Plus d’info : https://www.imarabe.org/fr/expositions/troisieme-biennale-des-photographes-du-monde-arabe-contemporain

https://www.mep-fr.org/event/maison-marocaine-de-la-photographie/



Ser, sin serlo, de Patricia Belli


Patricia Belli, Porfiadas, 2015

Où ? Villa Vassilieff - Pernod Ricard Fellowship

Quand ? Du 20 septembre au 14 décembre 2019


La Villa Vassilieff nous invite à la première exposition de Patricia Belli. L’artiste du Nicaragua réalise des installations qui mélangent sculptures, dessins et vidéos. À cette occasion, Belli exposera des œuvres de sa production plus ancienne avec des nouvelles créations qui dévoilent des symboles issus de rêves et de mythologies. À travers celles-ci, l’artiste souhaite questionner les conditions qui fragilisent ou aliènent les corps.
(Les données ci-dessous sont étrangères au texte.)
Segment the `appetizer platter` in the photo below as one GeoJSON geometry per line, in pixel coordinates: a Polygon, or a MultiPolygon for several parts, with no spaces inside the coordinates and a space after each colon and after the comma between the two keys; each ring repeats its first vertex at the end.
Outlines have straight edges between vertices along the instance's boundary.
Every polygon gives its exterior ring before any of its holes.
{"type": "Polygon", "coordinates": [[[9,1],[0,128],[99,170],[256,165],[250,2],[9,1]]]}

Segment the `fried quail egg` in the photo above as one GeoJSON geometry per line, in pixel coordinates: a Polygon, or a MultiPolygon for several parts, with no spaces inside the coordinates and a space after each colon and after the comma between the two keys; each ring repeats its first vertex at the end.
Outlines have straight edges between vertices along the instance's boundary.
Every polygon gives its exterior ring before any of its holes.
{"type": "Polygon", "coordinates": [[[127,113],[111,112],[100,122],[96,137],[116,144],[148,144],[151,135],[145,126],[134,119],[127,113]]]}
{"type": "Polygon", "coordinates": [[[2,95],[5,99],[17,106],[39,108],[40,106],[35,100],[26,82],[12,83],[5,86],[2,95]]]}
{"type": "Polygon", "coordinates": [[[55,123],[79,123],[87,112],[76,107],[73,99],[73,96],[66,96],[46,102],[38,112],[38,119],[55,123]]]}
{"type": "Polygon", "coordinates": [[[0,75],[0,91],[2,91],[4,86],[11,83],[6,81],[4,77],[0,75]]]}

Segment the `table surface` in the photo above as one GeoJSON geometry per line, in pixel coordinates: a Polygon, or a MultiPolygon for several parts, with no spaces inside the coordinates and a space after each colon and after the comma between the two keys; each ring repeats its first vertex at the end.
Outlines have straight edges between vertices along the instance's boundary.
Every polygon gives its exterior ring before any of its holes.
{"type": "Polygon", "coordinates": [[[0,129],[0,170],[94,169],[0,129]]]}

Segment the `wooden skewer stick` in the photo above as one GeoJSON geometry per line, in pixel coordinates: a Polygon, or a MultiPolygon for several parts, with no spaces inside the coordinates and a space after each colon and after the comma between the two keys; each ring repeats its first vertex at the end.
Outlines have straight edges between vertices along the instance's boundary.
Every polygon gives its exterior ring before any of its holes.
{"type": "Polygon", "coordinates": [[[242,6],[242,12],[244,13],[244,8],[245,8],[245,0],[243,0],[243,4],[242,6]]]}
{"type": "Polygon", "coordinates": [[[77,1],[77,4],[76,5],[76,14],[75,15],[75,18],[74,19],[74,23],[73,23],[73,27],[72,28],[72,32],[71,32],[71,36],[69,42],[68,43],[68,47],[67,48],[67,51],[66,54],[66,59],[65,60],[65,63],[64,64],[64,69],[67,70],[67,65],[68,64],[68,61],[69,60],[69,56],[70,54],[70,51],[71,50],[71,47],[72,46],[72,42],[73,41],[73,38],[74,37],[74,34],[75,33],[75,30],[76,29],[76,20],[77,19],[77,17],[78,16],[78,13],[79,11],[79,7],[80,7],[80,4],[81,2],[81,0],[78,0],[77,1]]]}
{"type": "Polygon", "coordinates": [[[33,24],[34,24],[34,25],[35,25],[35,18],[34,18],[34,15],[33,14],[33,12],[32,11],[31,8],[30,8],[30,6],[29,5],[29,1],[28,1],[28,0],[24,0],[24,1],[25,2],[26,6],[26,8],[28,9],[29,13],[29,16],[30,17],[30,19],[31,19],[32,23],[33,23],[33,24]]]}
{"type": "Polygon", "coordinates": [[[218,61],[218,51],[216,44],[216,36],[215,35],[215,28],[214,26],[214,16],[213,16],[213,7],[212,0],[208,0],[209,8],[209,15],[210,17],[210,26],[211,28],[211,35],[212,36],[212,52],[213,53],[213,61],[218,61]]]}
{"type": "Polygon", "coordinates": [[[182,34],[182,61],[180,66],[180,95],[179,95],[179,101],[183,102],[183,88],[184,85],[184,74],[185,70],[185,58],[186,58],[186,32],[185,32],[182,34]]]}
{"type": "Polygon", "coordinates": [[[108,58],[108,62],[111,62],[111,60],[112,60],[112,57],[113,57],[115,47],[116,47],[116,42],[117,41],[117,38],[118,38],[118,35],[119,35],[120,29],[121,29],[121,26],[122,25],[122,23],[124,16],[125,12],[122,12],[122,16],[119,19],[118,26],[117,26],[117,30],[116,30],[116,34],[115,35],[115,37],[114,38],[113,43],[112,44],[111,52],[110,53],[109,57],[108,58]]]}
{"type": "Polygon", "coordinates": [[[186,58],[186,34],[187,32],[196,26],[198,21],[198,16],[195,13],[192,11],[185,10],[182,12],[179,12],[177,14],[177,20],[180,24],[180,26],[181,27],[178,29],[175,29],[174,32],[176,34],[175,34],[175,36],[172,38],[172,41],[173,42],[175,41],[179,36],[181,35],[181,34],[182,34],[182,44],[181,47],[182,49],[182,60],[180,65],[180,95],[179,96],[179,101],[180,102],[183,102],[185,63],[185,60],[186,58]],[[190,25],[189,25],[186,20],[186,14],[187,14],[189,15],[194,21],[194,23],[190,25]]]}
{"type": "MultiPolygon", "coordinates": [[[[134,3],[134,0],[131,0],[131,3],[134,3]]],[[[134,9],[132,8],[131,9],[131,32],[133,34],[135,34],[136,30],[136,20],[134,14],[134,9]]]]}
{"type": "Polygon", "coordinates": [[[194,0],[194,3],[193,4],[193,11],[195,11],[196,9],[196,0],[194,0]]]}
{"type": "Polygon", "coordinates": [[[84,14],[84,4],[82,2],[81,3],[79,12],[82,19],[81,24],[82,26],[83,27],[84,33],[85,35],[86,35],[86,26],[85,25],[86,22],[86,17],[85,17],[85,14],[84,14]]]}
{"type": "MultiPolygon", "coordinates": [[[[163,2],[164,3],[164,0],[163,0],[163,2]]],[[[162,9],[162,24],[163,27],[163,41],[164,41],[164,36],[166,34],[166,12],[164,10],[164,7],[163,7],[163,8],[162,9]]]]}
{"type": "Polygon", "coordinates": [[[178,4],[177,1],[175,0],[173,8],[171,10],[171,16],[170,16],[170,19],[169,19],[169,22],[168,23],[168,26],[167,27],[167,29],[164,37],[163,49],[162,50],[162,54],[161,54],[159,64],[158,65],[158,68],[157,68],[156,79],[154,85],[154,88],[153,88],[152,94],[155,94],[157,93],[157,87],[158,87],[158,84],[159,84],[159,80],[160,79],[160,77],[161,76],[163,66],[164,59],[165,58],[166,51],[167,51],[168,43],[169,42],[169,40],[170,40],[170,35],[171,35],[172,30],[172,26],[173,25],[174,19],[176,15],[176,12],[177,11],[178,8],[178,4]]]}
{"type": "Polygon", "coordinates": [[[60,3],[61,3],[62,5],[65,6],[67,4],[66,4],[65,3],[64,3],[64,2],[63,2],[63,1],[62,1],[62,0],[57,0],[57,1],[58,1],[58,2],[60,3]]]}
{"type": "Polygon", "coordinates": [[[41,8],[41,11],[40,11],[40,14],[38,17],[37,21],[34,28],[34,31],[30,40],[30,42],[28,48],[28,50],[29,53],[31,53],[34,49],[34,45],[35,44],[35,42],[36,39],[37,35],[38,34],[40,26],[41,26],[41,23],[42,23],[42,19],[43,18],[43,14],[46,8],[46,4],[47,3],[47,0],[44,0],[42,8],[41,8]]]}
L’instabilité, les jeux de domination et la résistance sont évoqués dans son univers artistique personnel.


Plus d’info : http://www.villavassilieff.net/?-Patricia-Belli-Ser-sin-serlo-



Les chutes du temps, de Martin Kaulen


Où ? SometimeStudio, 26 rue Saint-Claude 75003 Paris

Quand ? 15 au 21 septembre 2019


Cette première exposition à Paris de l’artiste chilien Martin Kaulen dévoile le résultat de sa résidence artistique au Centre Culturel LIZIERES à Épaux-Bézu en France. L’œuvre présentée est une installation composée d’une vingtaine de pièces en céramique, pierre, bois et acier, entre autres. Le but est de réfléchir sur l’art comme moyen pour matérialiser et projeter l’intelligence humaine dans le temps. Des symboles de peintures rupestres latino-américaines ont été repris, pour symboliser les signes qui existaient avant l’écriture et les différents codes sociaux aujourd’hui oubliés. Pour faire le contraste, la modernité y est présente à travers des constructions abandonnées, telles que les châteaux. Il s’agit de différents témoignages des actions humaines et du passage du temps. L’exposition envisage un questionnement des cultures dominantes à travers des réflexions décoloniales.